ディートリヒの掌には、七本の線が引いてあった。
「八日目は、今日だよ」
緊急避難命令なのだと云う。八日目、その意味するところを知りたくなんかない。ディートリヒが嘲っているのは僕なのか彼自身なのか、それとももっと別の何かなのか、知る術を持たない。知りたいとも思わない。何も考えたくない。もう何も。
「金色は、逃がしてくれた?ちゃんと、逃がしてくれた?」
震えの止まない指を、シーツの下に隠そうとした。けれどディートリヒはそれを赦さず、痩せた手でもっと強く握り締めてきた。覗き込んでくる碧、もうすべて委ねてしまう。

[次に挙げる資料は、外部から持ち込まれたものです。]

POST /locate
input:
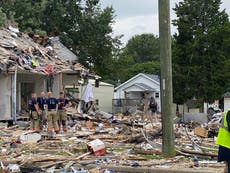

「鍵はとっくに外してある。本当に生きたいのなら、自力で飛んでくだろう。金色なら、心配は要らない。……クラウディア、あのカーテンの向こうには何もないんだよ。毒と鉄骨、灰の闇だけがすべてだ。飢えた野良犬は逃げ遅れた病人を喰らってる、噛み千切られたその腹からは子どもの指とか出てくる。気を違えた母親が赤ん坊の頭皮を毟っていたよ。感覚の麻痺した他人同士が、互いの四肢を千切り合ってる。すべては毒と鉄骨、灰の闇が引き起こした悪夢……どうしようもない、ほんと、どうしようもない」
話しながらディートリヒが顔をしかめる。すべては本当のことなのだろう、と思う。それだってすべてじゃないけれど。
「世界はいつから変わってしまったの」
「ずっと昔から、こうだったのさ。もう誰も覚えていないくらい、昔からね。金のある者は新天地へ逃げた。貧しい者に作らせた方舟でね。実際の方舟づくりに関わった者で、その方舟に乗れた者なんて唯の一人もいないはずだ。重量の限られた方舟に乗るには、生き残るにふさわしいのだと認められなければならない。そしてその選出には、多額の金が必要だ。理由なんてどれを取っても醜いのさ。それがたまたま金だっただけだ」
「……ディートリヒ。君の一族は決して貧しくない。君はその方舟に、本当は、乗れたんだろう。それなのにどうして君は、まだここにいるの」
やっぱり僕は、それをディートリヒに云わせるんだ。
「クラウがここを出られないからだ」


八日目の朝、それは起こった。凄まじい震動に崩れ落ちてく。何もかも、音を立てて崩れ落ちてく。過去も未来も、今この瞬間ですら。最初の爆音に右の鼓膜は破れてしまった。ディートリヒの胸に左の耳を当てたなら、まだ思い出せる。色と、熱と、日々。瓦礫の下の僕らはぼんやりと、遠い時間を巻き戻していた。小さな金色を拾った時の碧空。不吉な予感を微塵も感じさせないひだまり。僕らを隔てるものなど何一つとしてなかった。階級も出身も関係ない。緑の風は髪を舞わせるだけ。時は静かに過ぎてゆくだけ。何も否定せず、何も肯定せず。ディートリヒの白い手を握るのが、ひどく汚れた僕の手でも、すべては自然の中で赦されていた。ずっと続くのだと疑いもしなかった。幼いふたり取り巻く幸せな日々。何回も巻き戻しては、飽きもせず見続けた、硝子の眸でふたりはずっと。